Говард Роберт
СЕРДЦЕ СТАРОГО ГАРФИЛДА
Я сидел на крыльце, когда дедушка, прихрамывая, вышел из
дома, опустился в свое любимое мягкое кресло и принялся
набивать табак в трубку из кочерыжки кукурузного початка.
-- Ты что, на танцы собрался? -- спросил он.

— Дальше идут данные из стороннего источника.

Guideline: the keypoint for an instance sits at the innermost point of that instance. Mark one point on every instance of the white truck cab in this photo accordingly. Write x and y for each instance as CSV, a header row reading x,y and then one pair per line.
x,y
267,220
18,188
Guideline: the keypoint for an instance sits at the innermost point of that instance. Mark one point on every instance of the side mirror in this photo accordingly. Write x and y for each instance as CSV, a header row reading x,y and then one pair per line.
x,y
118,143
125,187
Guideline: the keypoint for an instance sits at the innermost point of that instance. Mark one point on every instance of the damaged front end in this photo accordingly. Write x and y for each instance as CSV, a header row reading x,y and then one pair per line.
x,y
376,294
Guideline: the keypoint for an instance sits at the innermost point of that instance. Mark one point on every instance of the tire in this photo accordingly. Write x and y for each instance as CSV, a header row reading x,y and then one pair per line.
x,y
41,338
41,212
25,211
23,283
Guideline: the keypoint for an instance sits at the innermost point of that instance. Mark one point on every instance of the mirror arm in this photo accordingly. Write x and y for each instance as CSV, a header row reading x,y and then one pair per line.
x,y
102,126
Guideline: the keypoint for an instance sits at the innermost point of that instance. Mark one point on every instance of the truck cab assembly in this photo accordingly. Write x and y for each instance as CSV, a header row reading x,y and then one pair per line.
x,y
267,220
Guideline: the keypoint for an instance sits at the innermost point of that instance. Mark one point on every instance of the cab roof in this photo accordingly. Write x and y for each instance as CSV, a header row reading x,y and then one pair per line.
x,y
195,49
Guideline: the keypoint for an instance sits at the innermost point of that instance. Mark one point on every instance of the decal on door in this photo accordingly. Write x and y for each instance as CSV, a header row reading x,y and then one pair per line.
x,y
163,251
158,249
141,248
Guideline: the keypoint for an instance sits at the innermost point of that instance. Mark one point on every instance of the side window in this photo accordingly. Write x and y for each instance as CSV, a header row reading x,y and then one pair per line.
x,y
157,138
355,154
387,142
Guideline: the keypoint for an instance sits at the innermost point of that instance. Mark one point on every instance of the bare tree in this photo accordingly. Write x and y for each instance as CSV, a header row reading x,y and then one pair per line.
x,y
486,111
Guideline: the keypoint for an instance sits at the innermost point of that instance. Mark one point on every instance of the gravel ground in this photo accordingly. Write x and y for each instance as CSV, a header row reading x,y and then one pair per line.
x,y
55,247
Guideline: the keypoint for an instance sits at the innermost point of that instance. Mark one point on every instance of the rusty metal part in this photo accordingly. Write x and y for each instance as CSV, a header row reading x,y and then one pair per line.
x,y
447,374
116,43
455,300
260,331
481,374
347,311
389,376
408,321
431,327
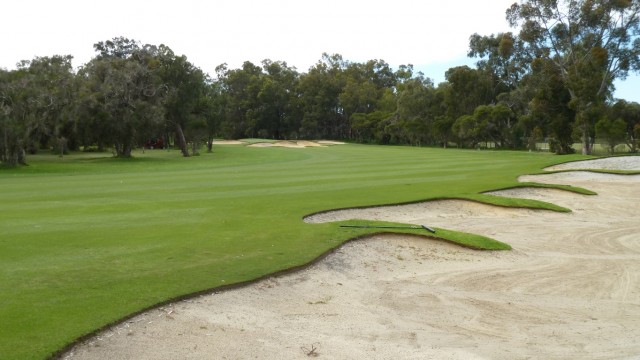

-- Жду дока Блейна, -- ответил я, -- мы с ним собирались
навестить старика Гарфилда.
Дед раскурил трубку и сделал пару затяжек прежде, чем
заговорил снова:
-- Что, плохи дела у старины Джима?
-- Док говорит, у него практически нет шансов.
-- Кто ухаживает за ним?
-- Джо Брэкстон, -- вопреки желанию самого Гарфилда. Но
кто-то ведь должен с ним оставаться.
Дедушка с шумом затянулся и долго смотрел на полыхающие
далеко в холмах зарницы, потом произнес:
-- А ведь ты думаешь, что старый Джим -- самый отъявленный
враль в нашем графстве, разве не так?
-- Ну... он рассказывает очень славные истории, -- признал
я. -- Но некоторые события, в которых он, по его словам,
принимал участие, должны были происходить задолго до его
рождения.
-- Я перебрался в Техас из Тенесси в 1870 году, -- голос
деда неожиданно стал резким, -- и видел, как этот городишко,
Лост Ноб, вырос на пустом месте. Паршивой дощатой бакалейной
лавки и той не было, когда я очутился здесь, но старый Джим
Гарфилд уже поселился там, где и сейчас живет, только тогда его
домом была немудрящая бревенчатая хибара. И сегодня он не
выглядит ни на день старше, чем в тот момент, когда я впервые
его увидел.
-- Ты никогда не упоминал об этом, -- признаться, я был
удивлен.
-- Да решил, что ты воспримешь это как старческий маразм,
-- ответил он. -- Старый Джим был первым белым человеком,
осевшим в этих местах. Он построил свою хижину в добрых
пятидесяти милях к западу от границы. Бог его знает, как он
решился на такое, в этих холмах, кишевших команчами.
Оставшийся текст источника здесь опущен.